Hoje é?
Bem, essa é uma pergunta difícil de ser respondida e, dependendo a quem se dirige, pode capotar em uma dessas curvas criadas por obscurantismo em voga não vogal, deixando no ar partículas de sarcasmo incompreendido ou de notória burrice proposital. Se perguntarmos ao deputado Coronel Tadeu (PSL-SP), que ontem quebrou um quadro que aludia ao genocídio da população negra, dirá que hoje é dia de intolerância, que, no Brasil, não há essa de racismo nem feminicídio, que isso é tudo invenção de comunista.
Se perguntarmos a um palhaço, dirá que hoje é dia de fazer piada, dessas que nos fazem rir do absurdo do mundo. Se perguntarmos a uma cartomante, verá nas cartas que hoje é dia de ótimo astral, de sorte no amor e prejuízo no jogo do bicho, mas que não é feriado, como atesta o calendário apregoado na parede de seu consultório. Se a indagada for minha vizinha, não a Valha-me Deus, mas a mesma que me parou agorinha para perguntar se hoje é feriado, pois hoje no mesmo horário que costumo usar para sair ao trabalho, todo vestido, me apresentei de bermuda e chinelo, dirá que hoje é dia de perguntar aos passantes se hoje é feriado.

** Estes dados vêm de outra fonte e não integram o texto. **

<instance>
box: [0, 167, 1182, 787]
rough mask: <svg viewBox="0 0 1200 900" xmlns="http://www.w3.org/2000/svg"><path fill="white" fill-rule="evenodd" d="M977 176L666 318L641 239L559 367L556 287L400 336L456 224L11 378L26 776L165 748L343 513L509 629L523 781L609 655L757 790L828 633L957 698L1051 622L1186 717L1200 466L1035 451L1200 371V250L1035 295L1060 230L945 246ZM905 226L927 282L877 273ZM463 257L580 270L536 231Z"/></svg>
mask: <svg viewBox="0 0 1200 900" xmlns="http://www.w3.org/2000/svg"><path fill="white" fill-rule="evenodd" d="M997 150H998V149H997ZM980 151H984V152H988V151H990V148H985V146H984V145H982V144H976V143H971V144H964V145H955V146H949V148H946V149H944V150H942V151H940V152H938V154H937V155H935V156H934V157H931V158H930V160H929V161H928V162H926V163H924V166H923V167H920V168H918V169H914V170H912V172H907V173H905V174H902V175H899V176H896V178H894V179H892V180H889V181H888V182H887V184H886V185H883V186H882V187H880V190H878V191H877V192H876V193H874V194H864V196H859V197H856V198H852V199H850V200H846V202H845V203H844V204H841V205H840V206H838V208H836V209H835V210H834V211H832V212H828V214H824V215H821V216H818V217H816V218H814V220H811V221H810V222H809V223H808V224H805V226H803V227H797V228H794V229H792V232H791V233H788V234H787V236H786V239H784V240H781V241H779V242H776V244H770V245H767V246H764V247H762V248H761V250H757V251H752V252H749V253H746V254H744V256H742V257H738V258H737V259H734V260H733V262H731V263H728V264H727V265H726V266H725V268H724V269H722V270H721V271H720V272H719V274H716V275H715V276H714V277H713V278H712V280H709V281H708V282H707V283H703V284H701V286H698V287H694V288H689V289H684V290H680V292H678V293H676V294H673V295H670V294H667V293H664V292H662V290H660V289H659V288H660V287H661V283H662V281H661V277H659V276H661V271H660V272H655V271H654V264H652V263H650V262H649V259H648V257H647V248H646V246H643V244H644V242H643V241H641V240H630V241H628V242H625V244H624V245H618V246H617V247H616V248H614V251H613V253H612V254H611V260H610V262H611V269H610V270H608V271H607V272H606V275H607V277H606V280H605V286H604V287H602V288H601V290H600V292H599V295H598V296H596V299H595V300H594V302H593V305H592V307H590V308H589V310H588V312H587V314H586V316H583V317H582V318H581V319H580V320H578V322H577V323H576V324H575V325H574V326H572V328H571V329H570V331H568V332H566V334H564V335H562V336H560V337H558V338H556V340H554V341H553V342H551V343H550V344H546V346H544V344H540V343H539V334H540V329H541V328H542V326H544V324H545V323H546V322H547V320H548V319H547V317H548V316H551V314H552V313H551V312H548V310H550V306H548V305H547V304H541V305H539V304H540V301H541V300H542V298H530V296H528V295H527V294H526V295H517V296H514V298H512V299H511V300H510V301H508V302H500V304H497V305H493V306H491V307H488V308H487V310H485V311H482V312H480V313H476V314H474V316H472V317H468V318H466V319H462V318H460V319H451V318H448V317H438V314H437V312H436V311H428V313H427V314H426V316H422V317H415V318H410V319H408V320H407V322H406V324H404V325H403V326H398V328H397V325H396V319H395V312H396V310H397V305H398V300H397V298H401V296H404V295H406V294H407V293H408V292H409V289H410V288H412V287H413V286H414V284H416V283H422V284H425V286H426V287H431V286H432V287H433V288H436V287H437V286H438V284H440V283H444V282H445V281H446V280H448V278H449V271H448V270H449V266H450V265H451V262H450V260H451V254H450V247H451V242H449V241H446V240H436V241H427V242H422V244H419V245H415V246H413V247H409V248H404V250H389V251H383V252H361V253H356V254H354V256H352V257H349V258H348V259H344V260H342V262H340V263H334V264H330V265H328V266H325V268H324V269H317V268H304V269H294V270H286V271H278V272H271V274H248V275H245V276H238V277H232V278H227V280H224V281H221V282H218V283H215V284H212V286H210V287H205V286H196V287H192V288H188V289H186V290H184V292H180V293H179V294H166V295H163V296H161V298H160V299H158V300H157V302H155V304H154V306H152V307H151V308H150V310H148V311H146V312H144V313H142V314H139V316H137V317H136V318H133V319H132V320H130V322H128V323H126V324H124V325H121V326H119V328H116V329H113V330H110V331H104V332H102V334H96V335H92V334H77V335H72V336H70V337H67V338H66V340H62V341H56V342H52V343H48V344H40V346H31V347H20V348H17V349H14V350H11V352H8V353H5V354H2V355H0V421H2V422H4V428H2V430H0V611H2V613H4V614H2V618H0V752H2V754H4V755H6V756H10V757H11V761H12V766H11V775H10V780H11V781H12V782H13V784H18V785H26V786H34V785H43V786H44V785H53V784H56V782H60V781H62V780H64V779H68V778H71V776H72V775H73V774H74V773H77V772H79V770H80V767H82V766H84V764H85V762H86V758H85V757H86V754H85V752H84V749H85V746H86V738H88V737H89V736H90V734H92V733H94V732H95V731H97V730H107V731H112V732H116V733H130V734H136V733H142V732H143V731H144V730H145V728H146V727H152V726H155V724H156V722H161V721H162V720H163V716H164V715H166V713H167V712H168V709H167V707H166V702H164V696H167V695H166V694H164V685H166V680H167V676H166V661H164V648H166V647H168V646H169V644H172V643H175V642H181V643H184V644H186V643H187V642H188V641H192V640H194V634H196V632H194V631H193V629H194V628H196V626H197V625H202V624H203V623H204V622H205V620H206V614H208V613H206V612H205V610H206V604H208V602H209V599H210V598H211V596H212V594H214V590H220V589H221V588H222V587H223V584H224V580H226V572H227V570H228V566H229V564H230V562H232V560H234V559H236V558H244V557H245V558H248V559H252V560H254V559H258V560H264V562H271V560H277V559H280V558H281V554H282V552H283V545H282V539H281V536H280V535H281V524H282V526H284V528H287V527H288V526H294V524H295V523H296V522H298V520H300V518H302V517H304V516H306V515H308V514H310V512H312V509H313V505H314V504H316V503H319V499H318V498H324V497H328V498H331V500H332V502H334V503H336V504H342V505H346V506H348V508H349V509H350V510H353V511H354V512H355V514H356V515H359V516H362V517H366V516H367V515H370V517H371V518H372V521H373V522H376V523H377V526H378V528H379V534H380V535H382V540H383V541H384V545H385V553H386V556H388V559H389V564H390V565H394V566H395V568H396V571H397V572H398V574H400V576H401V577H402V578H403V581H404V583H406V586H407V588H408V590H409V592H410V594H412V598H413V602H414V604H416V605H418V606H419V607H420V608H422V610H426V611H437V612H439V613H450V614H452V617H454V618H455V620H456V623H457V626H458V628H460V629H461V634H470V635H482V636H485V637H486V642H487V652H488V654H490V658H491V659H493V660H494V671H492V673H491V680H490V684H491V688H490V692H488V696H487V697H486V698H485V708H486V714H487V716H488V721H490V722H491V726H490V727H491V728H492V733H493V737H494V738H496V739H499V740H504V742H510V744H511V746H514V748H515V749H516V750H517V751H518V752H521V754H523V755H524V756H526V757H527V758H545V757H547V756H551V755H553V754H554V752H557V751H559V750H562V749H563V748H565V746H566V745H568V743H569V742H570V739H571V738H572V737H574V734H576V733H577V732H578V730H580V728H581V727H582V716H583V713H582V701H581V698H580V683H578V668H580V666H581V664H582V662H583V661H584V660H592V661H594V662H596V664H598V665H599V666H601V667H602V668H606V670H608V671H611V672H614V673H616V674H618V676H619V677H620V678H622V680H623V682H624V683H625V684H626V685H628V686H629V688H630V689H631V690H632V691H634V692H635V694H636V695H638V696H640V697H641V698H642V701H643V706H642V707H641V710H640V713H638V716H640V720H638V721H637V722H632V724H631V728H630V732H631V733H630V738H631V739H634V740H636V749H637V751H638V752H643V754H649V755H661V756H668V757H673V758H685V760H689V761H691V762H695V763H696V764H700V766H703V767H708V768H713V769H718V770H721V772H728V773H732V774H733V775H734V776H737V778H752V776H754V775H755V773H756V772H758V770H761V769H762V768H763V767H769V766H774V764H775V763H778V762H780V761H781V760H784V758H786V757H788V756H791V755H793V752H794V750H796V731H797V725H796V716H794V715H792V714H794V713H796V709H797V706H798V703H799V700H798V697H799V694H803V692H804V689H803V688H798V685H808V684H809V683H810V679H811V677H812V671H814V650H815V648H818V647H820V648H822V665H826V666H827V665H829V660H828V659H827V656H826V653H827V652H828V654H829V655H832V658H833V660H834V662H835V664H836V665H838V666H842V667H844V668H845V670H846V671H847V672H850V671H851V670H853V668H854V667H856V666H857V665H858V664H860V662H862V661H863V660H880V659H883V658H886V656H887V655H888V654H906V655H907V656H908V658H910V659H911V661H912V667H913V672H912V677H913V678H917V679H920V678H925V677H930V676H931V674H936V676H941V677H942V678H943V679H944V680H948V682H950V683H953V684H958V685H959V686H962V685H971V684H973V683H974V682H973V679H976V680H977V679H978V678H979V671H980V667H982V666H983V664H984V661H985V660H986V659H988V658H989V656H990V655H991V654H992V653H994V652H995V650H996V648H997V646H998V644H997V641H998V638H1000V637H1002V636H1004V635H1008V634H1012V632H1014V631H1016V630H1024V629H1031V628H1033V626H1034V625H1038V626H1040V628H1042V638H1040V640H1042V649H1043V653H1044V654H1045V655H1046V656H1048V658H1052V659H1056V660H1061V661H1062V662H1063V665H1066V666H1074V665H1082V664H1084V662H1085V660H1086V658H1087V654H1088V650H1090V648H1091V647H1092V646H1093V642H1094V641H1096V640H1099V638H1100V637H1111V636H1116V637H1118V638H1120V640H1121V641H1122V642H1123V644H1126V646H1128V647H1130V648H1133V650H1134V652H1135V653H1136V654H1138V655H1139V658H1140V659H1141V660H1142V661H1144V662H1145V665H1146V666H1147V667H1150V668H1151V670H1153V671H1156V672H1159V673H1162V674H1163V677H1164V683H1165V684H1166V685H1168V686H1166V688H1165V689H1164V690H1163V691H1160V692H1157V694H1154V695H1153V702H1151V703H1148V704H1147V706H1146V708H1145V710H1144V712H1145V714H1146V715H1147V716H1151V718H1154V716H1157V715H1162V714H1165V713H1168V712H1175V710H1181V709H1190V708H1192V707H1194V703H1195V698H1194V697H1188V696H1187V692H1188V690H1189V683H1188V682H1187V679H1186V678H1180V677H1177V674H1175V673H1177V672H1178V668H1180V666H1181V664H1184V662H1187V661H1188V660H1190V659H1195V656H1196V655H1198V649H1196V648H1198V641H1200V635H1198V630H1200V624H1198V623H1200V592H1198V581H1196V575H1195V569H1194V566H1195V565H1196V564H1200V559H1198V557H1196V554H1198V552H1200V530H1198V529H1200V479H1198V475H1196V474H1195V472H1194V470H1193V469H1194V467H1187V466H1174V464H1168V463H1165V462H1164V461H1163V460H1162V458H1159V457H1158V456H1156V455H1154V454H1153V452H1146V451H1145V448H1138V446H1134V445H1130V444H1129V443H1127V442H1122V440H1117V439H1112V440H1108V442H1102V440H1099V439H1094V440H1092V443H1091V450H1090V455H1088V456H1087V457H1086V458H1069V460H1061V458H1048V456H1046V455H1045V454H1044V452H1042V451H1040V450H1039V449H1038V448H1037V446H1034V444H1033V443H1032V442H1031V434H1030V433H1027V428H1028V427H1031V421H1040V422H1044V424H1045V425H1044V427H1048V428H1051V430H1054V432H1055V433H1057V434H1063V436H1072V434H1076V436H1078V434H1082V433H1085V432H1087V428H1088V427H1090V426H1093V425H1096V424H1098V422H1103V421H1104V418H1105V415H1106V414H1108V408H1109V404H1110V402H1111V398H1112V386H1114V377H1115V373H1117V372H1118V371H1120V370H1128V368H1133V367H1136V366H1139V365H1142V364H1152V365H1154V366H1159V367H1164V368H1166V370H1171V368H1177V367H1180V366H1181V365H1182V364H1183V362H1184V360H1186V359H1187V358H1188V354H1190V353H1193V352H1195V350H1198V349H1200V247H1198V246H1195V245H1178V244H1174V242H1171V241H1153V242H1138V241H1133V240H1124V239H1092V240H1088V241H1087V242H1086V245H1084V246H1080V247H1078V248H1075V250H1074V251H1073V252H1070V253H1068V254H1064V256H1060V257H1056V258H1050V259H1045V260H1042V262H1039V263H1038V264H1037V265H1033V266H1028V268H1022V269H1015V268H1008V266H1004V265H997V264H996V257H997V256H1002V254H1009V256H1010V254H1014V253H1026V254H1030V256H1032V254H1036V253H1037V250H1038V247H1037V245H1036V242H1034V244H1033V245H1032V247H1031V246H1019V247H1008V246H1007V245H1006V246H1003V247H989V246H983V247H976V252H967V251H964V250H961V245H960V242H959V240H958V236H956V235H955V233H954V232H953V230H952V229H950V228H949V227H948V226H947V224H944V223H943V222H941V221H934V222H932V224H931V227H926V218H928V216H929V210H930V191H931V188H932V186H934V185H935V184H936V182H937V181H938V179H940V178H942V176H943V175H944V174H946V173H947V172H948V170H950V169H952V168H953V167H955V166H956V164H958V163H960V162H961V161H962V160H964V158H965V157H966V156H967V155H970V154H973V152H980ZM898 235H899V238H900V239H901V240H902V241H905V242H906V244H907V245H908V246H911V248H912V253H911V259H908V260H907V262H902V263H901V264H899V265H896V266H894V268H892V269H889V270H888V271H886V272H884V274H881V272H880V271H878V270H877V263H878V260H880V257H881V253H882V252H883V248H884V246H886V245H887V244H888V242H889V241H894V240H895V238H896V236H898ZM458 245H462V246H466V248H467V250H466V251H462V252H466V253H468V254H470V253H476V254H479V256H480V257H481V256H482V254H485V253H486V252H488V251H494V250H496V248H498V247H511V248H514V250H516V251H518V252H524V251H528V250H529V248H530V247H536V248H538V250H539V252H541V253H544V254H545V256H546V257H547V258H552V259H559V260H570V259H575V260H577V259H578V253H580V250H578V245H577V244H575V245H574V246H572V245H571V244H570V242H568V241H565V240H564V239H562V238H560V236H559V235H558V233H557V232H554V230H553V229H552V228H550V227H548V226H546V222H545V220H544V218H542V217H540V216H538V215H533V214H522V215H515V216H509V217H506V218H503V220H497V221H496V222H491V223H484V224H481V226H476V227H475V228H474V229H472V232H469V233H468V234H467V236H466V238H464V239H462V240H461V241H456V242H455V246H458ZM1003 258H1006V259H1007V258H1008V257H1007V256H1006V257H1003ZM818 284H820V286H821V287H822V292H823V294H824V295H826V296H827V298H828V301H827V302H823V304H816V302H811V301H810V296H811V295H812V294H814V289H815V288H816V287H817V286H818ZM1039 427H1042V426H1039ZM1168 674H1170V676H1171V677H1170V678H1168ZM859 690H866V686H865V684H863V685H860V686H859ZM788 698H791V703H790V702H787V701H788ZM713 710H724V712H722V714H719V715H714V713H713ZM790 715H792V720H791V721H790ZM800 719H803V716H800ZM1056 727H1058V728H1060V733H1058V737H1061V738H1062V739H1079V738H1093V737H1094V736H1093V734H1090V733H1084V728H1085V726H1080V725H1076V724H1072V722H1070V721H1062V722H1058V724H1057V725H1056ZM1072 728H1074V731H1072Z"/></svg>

Essa minha vizinha faz bem em perguntar, pois não é todo mundo que sabe que hoje é... Meu amigo carregador de tomates mesmo, não sabe que hoje é... Ele, que acordou hoje às três da manhã para descarregar um caminhão de tomates, se for perguntado, dirá que hoje é dia de descarregar caminhão de tomates e ganhar a vida, e não perdê-la nas linhas de produção das fabricas de fake news. Para ele e a maioria dos brasileiros hoje é hoje, não é amanhã, menos ainda ontem, concorda? Hoje é? Essa é uma pergunta complexa para mim e simples para a maioria do povo de Deus, como podem alegar os eclesiásticos, conclamando o ethos papal e dizendo-lhe que hoje é dia, como os de ontem e de amanhã, dia de rezar Pai Nosso e dizimar, como aponta Tadeu, 12:13.
Hoje é substantivo, dirá o gramático; é amanhã, segundo o filósofo; é nunca, conforme o ateu. Discordo de todos eles, e me achego à definição de uma criança a qual um dia um taxista perguntou o que ela iria fazer na cidade, e essa criança, curtida no mato, fazedoras de boiadas, admiradoras de pássaros, disse-lhe: "Eu vou gozar!" A criança veio à cidade, cresceu, fabricou-se e vendeu-se nas esquinas do cimento armado. Hoje eu a encontrei próxima aqui de casa, levando um balde de cimento à cabeça, toda curvada, que me fez lembrar Sísifo e seu rochedo, essa criança adulta se aproximou de mim e disse: "Hoje, como deve ser todo o sempre, é dia de resistência. Zumbi vive." Zumbi vive, que nunca nos esqueçamos disso.